Schizophrenia Q 61



A man with a 5-year history of multiple psychiatric admissions is brought to the emergency department by the police. He was found wandering the streets disheveled, shoeless, and confused. Based on his previous medical records and current behavior, he is diagnosed with chronic undifferentiated schizophrenia. The nurse should assign the highest priority to which nursing diagnosis?
  
     A. Anxiety
     B. Impaired verbal communication
     C. Disturbed thought processes
     D. Self-care deficit: Dressing/grooming
    
    

Correct Answer: A. Anxiety

For this client, the highest-priority nursing diagnosis is Anxiety (severe to panic-level), manifested by the client’s extreme withdrawal and attempt to protect himself from the environment. The nurse must act immediately to reduce anxiety and protect the client and others from possible injury. Use a non-judgemental, respectful, and neutral approach with the client. Use clear and simple language when communicating with a suspicious client. Be honest and consistent with the client regarding expectations and enforcing rules.

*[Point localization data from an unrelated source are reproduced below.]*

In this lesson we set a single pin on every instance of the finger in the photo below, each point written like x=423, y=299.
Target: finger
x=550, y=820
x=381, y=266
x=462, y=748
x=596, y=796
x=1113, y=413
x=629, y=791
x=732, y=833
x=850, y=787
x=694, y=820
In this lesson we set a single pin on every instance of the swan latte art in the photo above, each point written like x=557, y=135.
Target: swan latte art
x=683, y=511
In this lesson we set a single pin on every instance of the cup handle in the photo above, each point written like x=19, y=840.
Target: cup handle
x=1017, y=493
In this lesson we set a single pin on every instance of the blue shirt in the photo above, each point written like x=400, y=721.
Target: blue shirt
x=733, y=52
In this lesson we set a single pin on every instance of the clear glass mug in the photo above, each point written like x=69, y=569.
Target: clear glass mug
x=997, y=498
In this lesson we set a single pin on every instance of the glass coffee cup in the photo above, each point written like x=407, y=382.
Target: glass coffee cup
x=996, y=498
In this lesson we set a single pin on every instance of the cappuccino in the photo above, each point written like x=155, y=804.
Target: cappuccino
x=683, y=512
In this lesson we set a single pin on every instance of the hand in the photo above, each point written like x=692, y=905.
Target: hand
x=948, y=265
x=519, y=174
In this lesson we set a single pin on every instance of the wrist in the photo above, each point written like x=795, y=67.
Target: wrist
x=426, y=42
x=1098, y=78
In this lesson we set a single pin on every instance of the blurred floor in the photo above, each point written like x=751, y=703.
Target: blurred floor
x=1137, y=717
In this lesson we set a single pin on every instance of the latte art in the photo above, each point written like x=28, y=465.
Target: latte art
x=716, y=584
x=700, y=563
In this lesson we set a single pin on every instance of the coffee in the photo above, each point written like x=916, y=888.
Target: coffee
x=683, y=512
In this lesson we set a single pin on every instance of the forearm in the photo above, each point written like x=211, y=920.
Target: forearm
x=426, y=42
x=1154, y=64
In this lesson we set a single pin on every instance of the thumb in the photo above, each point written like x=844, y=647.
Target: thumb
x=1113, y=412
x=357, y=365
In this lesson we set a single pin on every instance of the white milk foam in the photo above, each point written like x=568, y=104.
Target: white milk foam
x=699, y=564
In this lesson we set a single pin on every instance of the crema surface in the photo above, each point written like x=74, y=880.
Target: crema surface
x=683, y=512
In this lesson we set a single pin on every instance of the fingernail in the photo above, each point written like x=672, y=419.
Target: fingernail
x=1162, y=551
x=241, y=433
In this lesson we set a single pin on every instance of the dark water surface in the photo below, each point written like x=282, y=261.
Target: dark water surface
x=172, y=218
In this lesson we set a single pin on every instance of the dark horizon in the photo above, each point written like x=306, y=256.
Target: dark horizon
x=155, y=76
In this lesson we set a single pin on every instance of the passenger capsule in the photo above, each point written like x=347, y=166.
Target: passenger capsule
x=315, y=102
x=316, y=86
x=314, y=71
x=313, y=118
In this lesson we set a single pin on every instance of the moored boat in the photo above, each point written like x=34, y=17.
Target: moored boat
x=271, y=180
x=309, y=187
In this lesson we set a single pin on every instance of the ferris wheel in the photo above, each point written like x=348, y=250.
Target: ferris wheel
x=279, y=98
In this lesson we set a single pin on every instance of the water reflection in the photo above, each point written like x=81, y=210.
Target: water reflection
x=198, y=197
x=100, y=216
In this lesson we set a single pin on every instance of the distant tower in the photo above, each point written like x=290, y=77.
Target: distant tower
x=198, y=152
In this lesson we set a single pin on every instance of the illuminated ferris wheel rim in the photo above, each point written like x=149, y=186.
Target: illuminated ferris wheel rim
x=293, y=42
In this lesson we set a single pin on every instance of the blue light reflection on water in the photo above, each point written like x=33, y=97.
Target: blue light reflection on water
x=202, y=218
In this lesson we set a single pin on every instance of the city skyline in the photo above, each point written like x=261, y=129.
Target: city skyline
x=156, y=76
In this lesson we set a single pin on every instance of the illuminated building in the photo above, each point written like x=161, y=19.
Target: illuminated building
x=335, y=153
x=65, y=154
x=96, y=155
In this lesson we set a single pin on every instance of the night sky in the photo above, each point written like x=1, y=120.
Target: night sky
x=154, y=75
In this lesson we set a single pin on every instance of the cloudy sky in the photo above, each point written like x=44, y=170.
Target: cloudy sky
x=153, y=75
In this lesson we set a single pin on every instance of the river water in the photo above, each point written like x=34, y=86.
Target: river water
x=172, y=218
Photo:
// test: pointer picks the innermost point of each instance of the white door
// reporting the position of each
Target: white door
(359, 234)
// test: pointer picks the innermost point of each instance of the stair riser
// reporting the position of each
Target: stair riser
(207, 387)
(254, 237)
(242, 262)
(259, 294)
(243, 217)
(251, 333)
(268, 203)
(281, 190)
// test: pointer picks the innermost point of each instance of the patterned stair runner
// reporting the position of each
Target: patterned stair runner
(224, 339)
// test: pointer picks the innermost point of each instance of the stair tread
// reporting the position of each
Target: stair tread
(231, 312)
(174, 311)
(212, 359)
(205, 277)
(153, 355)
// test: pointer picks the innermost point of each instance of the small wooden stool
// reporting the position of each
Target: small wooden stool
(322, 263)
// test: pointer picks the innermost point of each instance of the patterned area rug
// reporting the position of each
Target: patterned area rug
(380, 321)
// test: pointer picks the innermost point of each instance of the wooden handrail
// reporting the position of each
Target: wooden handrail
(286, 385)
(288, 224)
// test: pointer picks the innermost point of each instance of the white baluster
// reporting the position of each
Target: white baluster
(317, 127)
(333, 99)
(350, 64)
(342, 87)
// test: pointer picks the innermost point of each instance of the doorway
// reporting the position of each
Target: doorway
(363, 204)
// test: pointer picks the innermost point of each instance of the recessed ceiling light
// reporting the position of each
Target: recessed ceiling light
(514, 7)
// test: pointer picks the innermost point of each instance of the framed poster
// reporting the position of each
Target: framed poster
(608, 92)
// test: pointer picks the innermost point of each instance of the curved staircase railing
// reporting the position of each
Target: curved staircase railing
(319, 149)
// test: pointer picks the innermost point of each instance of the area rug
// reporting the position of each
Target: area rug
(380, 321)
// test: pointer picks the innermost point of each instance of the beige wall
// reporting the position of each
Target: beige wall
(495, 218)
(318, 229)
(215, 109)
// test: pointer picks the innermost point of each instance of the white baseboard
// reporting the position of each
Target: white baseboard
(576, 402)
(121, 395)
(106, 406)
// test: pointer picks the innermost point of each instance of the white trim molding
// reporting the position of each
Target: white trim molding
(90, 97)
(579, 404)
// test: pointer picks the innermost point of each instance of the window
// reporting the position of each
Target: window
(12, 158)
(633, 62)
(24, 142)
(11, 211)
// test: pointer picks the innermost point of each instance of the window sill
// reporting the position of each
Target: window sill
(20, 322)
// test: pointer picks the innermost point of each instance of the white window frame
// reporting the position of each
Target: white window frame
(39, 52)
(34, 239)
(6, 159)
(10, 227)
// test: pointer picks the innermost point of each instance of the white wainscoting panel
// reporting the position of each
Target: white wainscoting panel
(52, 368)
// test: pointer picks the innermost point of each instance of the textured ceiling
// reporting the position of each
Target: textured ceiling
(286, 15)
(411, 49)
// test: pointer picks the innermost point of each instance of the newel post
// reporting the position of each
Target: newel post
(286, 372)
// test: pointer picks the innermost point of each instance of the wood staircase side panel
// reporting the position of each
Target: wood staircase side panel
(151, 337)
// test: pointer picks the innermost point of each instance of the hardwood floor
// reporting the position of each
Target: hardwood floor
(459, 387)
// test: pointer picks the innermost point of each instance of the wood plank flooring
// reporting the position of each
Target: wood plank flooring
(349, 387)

Option B: Impaired verbal communication, manifested by uncommunicativeness. Keep the environment calm, quiet and as free of stimuli as possible. Keep anxiety from escalating and increasing confusion and hallucinations/delusions. Plan short, frequent periods with a client throughout the day. The client might have difficulty processing even simple sentences. Use therapeutic techniques (clarifying feelings when speech and thoughts are disorganized) to try to understand the client’s concerns. Even if the words are hard to understand, try getting to the feelings behind them.
Option C: Disturbed thought processes, evidenced by inability to understand the situation. Attempt to understand the significance of these beliefs to the client at the time of their presentation. Important clues to underlying fears and issues can be found in the client’s seemingly illogical fantasies. Interact with clients on the basis of things in the environment. Try to distract the client from their delusions by engaging in reality-based activities (e.g., card games, simple arts and crafts projects etc). When thinking is focused on reality-based activities, the client is free of delusional thinking during that time. Helps focus attention externally.
Option D: Self-care deficit: Dressing/grooming, evidenced by a disheveled appearance, is an appropriate nursing diagnosis but isn’t the highest priority. Explain the procedures and try to be sure the client understands the procedures before carrying them out. When the client has full knowledge of procedures, he or she is less likely to feel tricked by the staff. Encourage healthy habits to optimize functioning: maintain medication regimen; maintain regular sleep pattern; maintain self-care, and reduce alcohol and drug intake.